A sign is placed in front of a house for sale in San Anselmo on September 28, 2021.
Another drop in mortgage demand was caused by rising mortgage interest rates. This affected both home and refinance loans. According to the seasonally adjusted index of the Mortgage Bankers Association, the total volume of applications fell 6.3% last Wednesday compared to the previous week.
The average 30-year fixed rate mortgage interest rate with conforming loan balances of $554,250 or less increased to 3.23% from 3.18. Points decreased to 0.35 from 0.37 (including origination fee) for loans that have a 20% downpayment. This rate was 21 basis point lower than the previous week.
The 30-year fixed rate rose 20 basis points in the last month, and is now at its highest level since April.
Refinance applications for a home loan were down 7% in the week, and 22% more so year-over-year. Refinance activity declined to 63.3% from 63.9% last week.
Joel Kan, MBA's associate Vice President of Economic and Industry Forecasting, stated that "refinance applications fell for the fourth week, as rates rose, bringing down the refinance indicator to its lowest level since August 2021."

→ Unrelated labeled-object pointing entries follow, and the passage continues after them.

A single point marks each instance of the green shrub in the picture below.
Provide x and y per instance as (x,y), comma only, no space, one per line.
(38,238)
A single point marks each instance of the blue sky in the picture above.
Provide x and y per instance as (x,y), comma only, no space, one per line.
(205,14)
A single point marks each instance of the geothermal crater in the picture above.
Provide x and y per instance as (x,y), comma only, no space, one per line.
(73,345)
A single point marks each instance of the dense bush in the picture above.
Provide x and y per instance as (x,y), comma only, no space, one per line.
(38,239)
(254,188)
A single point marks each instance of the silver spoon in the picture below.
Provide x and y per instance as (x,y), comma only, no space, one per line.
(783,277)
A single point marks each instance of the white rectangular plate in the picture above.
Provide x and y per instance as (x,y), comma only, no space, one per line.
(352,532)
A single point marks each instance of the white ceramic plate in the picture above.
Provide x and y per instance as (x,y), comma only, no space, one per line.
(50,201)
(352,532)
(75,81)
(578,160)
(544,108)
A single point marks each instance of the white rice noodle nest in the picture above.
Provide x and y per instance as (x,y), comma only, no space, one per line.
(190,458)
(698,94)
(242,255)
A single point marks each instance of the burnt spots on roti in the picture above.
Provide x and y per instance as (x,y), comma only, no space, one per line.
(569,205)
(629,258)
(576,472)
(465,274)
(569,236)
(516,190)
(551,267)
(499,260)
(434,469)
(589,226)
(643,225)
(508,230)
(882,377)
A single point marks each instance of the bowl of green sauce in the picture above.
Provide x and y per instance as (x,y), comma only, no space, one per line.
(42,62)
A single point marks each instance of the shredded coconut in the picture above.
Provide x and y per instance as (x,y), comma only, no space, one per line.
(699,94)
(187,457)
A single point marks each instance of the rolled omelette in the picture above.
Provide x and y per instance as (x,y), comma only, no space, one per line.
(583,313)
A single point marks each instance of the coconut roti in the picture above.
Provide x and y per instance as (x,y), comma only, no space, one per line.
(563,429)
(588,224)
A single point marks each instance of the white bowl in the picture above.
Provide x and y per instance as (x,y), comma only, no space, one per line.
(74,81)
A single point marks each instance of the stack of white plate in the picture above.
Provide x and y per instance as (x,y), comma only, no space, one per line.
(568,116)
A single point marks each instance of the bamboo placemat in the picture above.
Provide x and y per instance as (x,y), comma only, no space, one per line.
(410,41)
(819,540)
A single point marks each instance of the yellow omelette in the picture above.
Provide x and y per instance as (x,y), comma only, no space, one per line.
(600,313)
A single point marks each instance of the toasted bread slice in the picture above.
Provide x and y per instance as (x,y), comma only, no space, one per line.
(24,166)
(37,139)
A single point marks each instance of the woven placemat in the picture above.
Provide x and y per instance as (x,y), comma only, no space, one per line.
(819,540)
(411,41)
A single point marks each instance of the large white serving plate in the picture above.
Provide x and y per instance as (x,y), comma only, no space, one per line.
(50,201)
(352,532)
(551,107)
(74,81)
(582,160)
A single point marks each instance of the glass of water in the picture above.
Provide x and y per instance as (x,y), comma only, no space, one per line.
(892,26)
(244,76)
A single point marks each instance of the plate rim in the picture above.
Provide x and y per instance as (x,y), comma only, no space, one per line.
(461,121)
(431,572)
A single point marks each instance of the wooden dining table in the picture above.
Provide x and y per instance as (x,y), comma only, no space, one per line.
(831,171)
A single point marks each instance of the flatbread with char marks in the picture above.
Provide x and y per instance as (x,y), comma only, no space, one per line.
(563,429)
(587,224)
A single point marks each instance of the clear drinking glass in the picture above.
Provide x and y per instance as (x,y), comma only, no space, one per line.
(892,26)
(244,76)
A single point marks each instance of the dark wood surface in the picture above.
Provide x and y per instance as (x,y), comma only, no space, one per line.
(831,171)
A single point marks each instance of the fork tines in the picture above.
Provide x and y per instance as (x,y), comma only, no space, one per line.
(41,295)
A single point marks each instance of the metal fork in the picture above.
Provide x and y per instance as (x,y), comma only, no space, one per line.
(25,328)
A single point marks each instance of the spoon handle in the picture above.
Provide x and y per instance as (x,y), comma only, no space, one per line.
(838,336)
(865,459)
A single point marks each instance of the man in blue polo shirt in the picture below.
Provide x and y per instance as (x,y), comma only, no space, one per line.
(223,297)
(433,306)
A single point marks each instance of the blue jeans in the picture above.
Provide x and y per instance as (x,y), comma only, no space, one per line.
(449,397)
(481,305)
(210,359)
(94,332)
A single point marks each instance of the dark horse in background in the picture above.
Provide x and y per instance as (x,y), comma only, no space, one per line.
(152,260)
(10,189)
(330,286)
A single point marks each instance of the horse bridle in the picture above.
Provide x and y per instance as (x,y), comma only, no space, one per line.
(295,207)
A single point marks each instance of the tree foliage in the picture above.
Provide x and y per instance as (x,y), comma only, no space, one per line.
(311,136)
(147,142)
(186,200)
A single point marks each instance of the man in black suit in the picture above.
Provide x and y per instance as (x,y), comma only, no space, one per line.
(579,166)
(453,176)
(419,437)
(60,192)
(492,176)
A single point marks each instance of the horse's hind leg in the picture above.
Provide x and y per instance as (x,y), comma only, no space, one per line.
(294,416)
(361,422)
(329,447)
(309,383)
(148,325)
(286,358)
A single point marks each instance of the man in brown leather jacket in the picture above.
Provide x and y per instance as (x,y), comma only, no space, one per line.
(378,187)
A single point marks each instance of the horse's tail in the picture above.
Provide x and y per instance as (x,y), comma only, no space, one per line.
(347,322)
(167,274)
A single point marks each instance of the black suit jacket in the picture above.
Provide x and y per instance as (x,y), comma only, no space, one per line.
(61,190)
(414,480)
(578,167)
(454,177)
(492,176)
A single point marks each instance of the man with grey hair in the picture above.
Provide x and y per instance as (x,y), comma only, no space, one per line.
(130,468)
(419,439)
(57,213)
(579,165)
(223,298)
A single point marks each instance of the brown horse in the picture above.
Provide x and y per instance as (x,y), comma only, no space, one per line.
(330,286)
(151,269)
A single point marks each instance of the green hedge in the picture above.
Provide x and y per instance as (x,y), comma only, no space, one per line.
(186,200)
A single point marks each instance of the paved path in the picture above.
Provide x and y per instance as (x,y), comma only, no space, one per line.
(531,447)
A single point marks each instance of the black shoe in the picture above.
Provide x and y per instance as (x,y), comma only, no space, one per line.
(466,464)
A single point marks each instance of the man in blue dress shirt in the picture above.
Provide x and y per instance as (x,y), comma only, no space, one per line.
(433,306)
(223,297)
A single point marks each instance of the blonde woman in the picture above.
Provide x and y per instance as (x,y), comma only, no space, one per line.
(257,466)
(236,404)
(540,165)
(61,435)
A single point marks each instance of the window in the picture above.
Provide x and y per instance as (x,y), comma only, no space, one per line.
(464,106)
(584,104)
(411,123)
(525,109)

The week's mortgage applications for home purchases dropped by 5% and were 12% lower than the previous year. Because home prices are high, higher mortgage rates play a greater role in the market. Prices for existing homes have increased 18% by a variety of measures. According to the U.S. Census, August's median price for newly constructed homes was 20% more than August 2020.
The mortgage rates rose higher this week and will likely rise further into next year as the Federal Reserve reduces its purchases of mortgage-backed securities.
The MBA released its 2022 forecast this week. It predicted a 33% decline in mortgage origination volume and a 4% average 30-year rate. This will increase competition for lenders in a shrinking industry.